Astronomers have found a potential sign of life high in the atmosphere of neighboring Venus: hints there may be bizarre microbes living in the sulfuric acid-laden clouds of the hothouse planet.
Two telescopes in Hawaii and Chile spotted in the thick Venusian clouds the chemical signature of phosphine, a noxious gas that on Earth is only associated with life, according to a study in Monday’s journal Nature Astronomy.
Several outside experts — and the study authors themselves — agreed this is tantalizing but said it is far from the first proof of life on another planet. They said it doesn't satisfy the “extraordinary claims require extraordinary evidence" standard established by the late Carl Sagan, who speculated about the possibility of life in the clouds of Venus in 1967.
“It’s not a smoking gun," said study co-author David Clements, an Imperial College of London astrophysicist. “It’s not even gunshot residue on the hands of your prime suspect, but there is a distinct whiff of cordite in the air which may be suggesting something.”

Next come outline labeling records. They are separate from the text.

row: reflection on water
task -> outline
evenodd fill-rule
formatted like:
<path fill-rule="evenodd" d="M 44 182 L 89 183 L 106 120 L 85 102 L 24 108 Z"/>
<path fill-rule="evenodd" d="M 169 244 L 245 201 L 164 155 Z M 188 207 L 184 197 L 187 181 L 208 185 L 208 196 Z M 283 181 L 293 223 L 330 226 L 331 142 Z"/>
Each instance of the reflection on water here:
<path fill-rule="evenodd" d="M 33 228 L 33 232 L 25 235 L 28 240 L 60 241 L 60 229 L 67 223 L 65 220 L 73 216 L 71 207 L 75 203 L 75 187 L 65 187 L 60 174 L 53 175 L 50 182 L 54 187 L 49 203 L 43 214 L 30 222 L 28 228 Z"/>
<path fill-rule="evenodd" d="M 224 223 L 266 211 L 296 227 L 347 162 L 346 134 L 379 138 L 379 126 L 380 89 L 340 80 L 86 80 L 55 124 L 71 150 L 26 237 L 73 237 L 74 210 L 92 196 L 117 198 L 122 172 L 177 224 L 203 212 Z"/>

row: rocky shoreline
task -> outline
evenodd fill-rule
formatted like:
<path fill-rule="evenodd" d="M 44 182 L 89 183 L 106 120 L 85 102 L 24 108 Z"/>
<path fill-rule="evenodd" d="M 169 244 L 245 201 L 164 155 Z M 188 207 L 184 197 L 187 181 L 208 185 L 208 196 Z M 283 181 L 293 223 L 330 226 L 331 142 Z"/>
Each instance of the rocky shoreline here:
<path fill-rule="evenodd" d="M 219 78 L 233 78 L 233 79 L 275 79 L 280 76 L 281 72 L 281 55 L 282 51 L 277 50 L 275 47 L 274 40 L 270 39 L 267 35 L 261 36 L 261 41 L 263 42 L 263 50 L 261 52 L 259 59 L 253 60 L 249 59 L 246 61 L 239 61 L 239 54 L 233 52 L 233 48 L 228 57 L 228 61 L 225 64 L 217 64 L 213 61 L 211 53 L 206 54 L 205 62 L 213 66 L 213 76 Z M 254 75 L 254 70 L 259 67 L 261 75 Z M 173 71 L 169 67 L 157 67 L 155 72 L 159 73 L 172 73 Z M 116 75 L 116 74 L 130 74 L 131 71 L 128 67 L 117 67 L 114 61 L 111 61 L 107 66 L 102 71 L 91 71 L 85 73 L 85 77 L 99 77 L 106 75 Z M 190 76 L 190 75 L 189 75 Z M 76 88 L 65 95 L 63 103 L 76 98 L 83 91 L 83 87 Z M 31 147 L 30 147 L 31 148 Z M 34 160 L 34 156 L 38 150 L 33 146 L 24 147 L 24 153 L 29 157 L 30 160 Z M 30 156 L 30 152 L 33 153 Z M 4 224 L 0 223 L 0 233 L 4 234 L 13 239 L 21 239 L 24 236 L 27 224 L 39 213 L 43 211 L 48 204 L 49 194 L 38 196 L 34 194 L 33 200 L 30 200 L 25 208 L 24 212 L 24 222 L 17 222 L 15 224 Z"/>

As astronomers plan for searches for life on planets outside our solar system, a major method is to look for chemical signatures that can only be made by biological processes, called biosignatures. After three astronomers met in a bar in Hawaii, they decided to look that way at the closest planet to Earth: Venus. They searched for phosphine, which is three hydrogen atoms and a phosphorous atom.
On Earth, there are only two ways phosphine can be formed, study authors said. One is in an industrial process. (The gas was produced for use as chemical warfare agent in World War I.) The other way is as part of some kind of poorly understood function in animals and microbes. Some scientists consider it a waste product, others don't.
Phosphine is found in “ooze at the bottom of ponds, the guts of some creatures like badgers and perhaps most unpleasantly associated with piles of penguin guano,” Clements said.
Study co-author Sara Seager, an MIT planetary scientist, said researchers “exhaustively went through every possibility and ruled all of them out: volcanoes, lightning strikes, small meteorites falling into the atmosphere. ... Not a single process we looked at could produce phosphine in high enough quantities to explain our team’s findings.”